Science_Spot recently made the decision to go green in her household and blog about her green living experiment along the way.
This week she cleans out her cleaning supply cabinet, replacing older products filled with chemicals with new natural alternatives.
The use of chemicals in my home is rather overwhelming. I find them everywhere. It really is easiest to manage this transition to all-natural in two steps: First, a good clean-out and inventory of what is commonly used. Second, replacing older products with new natural alternatives as the inventory runs out.
This week the focus was on cleaning supplies. This is an area in which I stand to save a lot of money by consolidating to fewer, cheaper, safer products. What I found out is that I do not need to buy expensive name-brand "green/natural" products in order to find safer alternatives.

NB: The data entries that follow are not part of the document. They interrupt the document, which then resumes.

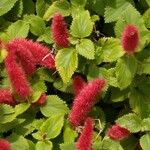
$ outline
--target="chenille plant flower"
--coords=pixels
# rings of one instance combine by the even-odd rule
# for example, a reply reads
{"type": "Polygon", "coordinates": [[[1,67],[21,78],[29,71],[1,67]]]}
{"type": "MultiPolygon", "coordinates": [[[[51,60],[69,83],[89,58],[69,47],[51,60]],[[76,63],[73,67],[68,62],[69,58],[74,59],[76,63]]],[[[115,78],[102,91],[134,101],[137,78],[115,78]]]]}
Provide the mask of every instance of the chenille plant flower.
{"type": "Polygon", "coordinates": [[[132,24],[125,26],[122,33],[122,47],[126,53],[134,53],[139,44],[139,29],[132,24]]]}
{"type": "Polygon", "coordinates": [[[75,96],[80,93],[80,91],[86,84],[86,81],[80,75],[76,75],[75,77],[73,77],[72,87],[75,96]]]}
{"type": "Polygon", "coordinates": [[[88,113],[96,103],[96,97],[102,91],[104,84],[105,81],[103,79],[95,79],[87,84],[75,97],[69,114],[69,121],[74,126],[79,126],[85,121],[88,113]]]}
{"type": "Polygon", "coordinates": [[[76,143],[76,150],[92,150],[93,120],[87,118],[83,131],[76,143]]]}
{"type": "Polygon", "coordinates": [[[11,52],[5,59],[5,67],[15,92],[23,97],[30,96],[32,92],[30,84],[22,67],[17,64],[16,56],[11,52]]]}
{"type": "Polygon", "coordinates": [[[66,48],[69,46],[69,40],[68,40],[68,30],[67,30],[67,25],[64,20],[64,17],[57,13],[54,15],[52,19],[52,37],[54,42],[63,48],[66,48]]]}

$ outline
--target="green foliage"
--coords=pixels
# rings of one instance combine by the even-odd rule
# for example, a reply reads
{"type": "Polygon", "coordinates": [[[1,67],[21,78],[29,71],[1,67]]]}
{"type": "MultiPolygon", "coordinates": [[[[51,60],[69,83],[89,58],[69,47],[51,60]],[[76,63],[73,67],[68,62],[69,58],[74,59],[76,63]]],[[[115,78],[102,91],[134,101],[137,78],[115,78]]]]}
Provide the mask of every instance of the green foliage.
{"type": "Polygon", "coordinates": [[[71,35],[77,38],[84,38],[91,34],[93,22],[88,11],[77,13],[72,21],[70,30],[71,35]]]}
{"type": "Polygon", "coordinates": [[[149,7],[149,0],[0,0],[0,87],[9,89],[17,102],[8,105],[11,98],[6,95],[5,99],[0,91],[0,138],[7,139],[13,150],[75,150],[83,126],[74,127],[68,115],[77,96],[73,80],[81,75],[87,84],[96,78],[106,82],[88,114],[94,121],[92,149],[135,150],[139,146],[148,150],[149,7]],[[59,47],[52,35],[56,13],[66,22],[66,48],[59,47]],[[133,54],[126,53],[121,42],[128,24],[139,30],[139,44],[133,54]],[[37,65],[32,75],[25,74],[32,89],[27,97],[15,91],[5,67],[5,58],[12,52],[7,44],[14,38],[38,41],[55,57],[55,68],[37,65]],[[42,94],[46,94],[45,103],[38,101],[42,94]],[[108,130],[114,124],[128,129],[130,136],[121,141],[111,139],[108,130]]]}
{"type": "Polygon", "coordinates": [[[78,67],[77,52],[73,48],[59,50],[56,55],[56,68],[63,81],[67,83],[78,67]]]}

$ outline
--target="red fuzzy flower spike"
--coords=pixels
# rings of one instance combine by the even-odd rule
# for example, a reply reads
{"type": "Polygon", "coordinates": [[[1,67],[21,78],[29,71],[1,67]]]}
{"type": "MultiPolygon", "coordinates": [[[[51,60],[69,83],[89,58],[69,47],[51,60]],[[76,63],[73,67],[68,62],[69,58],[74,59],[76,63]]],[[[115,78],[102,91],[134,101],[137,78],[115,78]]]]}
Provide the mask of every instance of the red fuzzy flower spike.
{"type": "Polygon", "coordinates": [[[60,47],[68,47],[68,30],[64,17],[61,14],[55,14],[52,19],[52,37],[55,43],[60,47]]]}
{"type": "Polygon", "coordinates": [[[32,75],[36,71],[36,63],[32,53],[19,44],[17,39],[9,42],[7,47],[10,52],[17,56],[27,75],[32,75]]]}
{"type": "Polygon", "coordinates": [[[8,53],[5,59],[5,66],[12,86],[17,94],[26,97],[31,95],[31,87],[26,79],[25,73],[16,62],[16,56],[8,53]]]}
{"type": "Polygon", "coordinates": [[[24,48],[32,53],[36,64],[42,65],[49,69],[55,68],[54,56],[51,54],[50,50],[47,47],[38,42],[33,42],[32,40],[23,38],[18,39],[16,42],[18,44],[21,44],[24,48]]]}
{"type": "Polygon", "coordinates": [[[44,105],[45,102],[46,102],[46,94],[43,93],[43,94],[40,96],[39,100],[36,102],[36,104],[38,104],[38,105],[41,106],[41,105],[44,105]]]}
{"type": "Polygon", "coordinates": [[[126,53],[134,53],[139,44],[139,31],[135,25],[127,25],[124,28],[121,39],[122,47],[126,53]]]}
{"type": "Polygon", "coordinates": [[[9,89],[0,89],[0,103],[15,106],[17,103],[12,97],[9,89]]]}
{"type": "Polygon", "coordinates": [[[0,139],[0,150],[12,150],[10,143],[5,139],[0,139]]]}
{"type": "Polygon", "coordinates": [[[116,141],[120,141],[124,138],[127,138],[130,135],[130,132],[123,128],[120,127],[119,125],[113,125],[109,130],[108,130],[108,136],[116,141]]]}
{"type": "Polygon", "coordinates": [[[95,79],[86,85],[74,99],[73,107],[69,114],[69,121],[74,126],[79,126],[85,121],[104,84],[105,81],[103,79],[95,79]]]}
{"type": "Polygon", "coordinates": [[[87,118],[84,129],[76,143],[76,150],[92,150],[93,120],[87,118]]]}
{"type": "Polygon", "coordinates": [[[87,83],[85,82],[85,80],[81,76],[77,75],[73,78],[73,84],[72,85],[73,85],[73,92],[77,96],[80,93],[80,91],[82,90],[82,88],[85,85],[87,85],[87,83]]]}

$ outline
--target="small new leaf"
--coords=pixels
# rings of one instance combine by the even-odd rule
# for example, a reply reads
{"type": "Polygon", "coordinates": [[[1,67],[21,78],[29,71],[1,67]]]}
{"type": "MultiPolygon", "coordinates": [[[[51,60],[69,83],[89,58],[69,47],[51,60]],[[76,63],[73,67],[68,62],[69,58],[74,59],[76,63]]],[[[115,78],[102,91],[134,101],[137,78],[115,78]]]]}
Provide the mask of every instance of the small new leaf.
{"type": "Polygon", "coordinates": [[[64,83],[67,83],[78,67],[77,52],[73,48],[65,48],[58,51],[56,55],[56,69],[64,83]]]}
{"type": "Polygon", "coordinates": [[[76,50],[87,59],[94,59],[95,51],[94,44],[91,40],[81,39],[80,43],[76,45],[76,50]]]}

I started with an inventory of the cleaning supply cabinet. I cleaned the toilet one last time with the little bit of Soft Scrub I had left. I threw out the Comet, last remaining Formula 409, carpet foam, carpet powder and Febreeze. This made room for the variety of cleaning supplies that I wrote about a few months ago in the post "How to Kill a Virus", including hydrogen peroxide, bleach, vinegar, ammonia and rubbing alcohol. I sorted these items, as well as stocked up on a few new spray bottles, a couple sponges and scrubbing brushes/toothbrushes. My cabinet looked a bit different.
I still have at least a 6-month supply of each Palmolive Antibacterial Dish Liquid, Softsoap Antibacterial Hand Soap, Dishwasher Detergent Powercubes and Tide Laundry Detergent. I will switch these will natural alternatives when the time comes. For now, there were enough cleaner changes underway to keep me busy!

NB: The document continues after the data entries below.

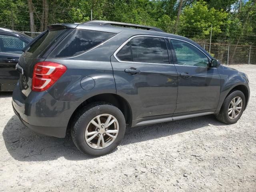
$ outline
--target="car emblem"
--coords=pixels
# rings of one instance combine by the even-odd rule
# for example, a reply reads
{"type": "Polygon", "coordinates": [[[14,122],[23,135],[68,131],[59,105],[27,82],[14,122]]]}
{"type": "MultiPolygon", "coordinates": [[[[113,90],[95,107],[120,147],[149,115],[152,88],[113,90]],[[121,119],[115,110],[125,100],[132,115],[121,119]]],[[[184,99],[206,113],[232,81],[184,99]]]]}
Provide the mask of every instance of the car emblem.
{"type": "Polygon", "coordinates": [[[22,85],[23,86],[23,88],[26,89],[27,88],[27,87],[28,87],[28,84],[27,84],[27,80],[26,79],[26,77],[25,76],[23,76],[22,80],[23,80],[22,85]]]}

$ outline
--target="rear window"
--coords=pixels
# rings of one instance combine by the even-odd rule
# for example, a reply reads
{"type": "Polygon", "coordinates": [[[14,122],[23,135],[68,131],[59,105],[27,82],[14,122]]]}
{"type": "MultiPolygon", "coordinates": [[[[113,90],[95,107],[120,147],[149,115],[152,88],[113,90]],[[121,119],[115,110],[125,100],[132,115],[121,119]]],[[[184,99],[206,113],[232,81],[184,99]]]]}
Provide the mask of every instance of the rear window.
{"type": "Polygon", "coordinates": [[[56,40],[64,30],[47,31],[34,42],[23,55],[25,57],[38,58],[46,47],[56,40]]]}
{"type": "Polygon", "coordinates": [[[49,57],[66,57],[80,54],[113,37],[116,34],[75,29],[58,45],[49,57]]]}

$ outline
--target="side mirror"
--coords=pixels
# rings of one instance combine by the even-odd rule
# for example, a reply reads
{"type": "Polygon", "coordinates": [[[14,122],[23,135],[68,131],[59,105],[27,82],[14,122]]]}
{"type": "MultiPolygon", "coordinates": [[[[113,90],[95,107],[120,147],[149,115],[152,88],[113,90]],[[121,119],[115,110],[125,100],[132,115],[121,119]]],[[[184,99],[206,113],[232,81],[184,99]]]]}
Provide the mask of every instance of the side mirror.
{"type": "Polygon", "coordinates": [[[212,59],[210,63],[210,67],[218,67],[220,66],[220,63],[219,61],[215,59],[212,59]]]}

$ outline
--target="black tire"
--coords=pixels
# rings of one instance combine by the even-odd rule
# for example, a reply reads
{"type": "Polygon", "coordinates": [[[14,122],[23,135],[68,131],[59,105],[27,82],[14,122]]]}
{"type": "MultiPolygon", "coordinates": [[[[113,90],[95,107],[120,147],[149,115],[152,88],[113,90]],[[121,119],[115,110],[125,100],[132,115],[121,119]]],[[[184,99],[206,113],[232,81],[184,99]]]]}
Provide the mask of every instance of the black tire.
{"type": "Polygon", "coordinates": [[[109,153],[117,146],[124,137],[126,126],[124,115],[118,108],[105,102],[92,103],[81,110],[75,117],[71,127],[71,136],[75,145],[81,152],[94,156],[100,156],[109,153]],[[117,120],[119,124],[118,134],[110,146],[102,149],[93,148],[85,140],[86,126],[97,116],[106,113],[114,116],[117,120]]]}
{"type": "Polygon", "coordinates": [[[219,114],[216,115],[216,118],[219,121],[226,124],[230,124],[236,123],[240,118],[244,112],[245,107],[245,97],[242,92],[238,90],[234,90],[225,99],[219,114]],[[234,119],[230,119],[228,116],[228,111],[230,102],[236,97],[240,97],[242,101],[241,111],[238,116],[234,119]]]}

After another long stop in the Cafemom group Green Organic Natural Simple Living, I had a really short list of products to use in place of the many I threw out. It seems almost everything in the kitchen can now be cleaned with a solution of 50 percent vinegar in water. Anything that is extra dirty could use a baking soda scrub or 100 percent vinegar and some elbow grease. The toilet will get borax (once I buy it) treatment when needed. I made a nice chart so I could keep track of these uses until it is committed to memory. The charts hang inside the cupboard doors for easy reference!
It turns out the chart was a particularly good idea. My husband needed to clean the stove-top (I didn't ask why), and he used my chart to locate the correct spray to use (50 percent vinegar in water). He said he had to add some baking soda and let it fizz, but it worked very well! When I told him I was glad he used my new cleaner, he stated "I HAD to! You threw everything else out!"
Haha, so I did.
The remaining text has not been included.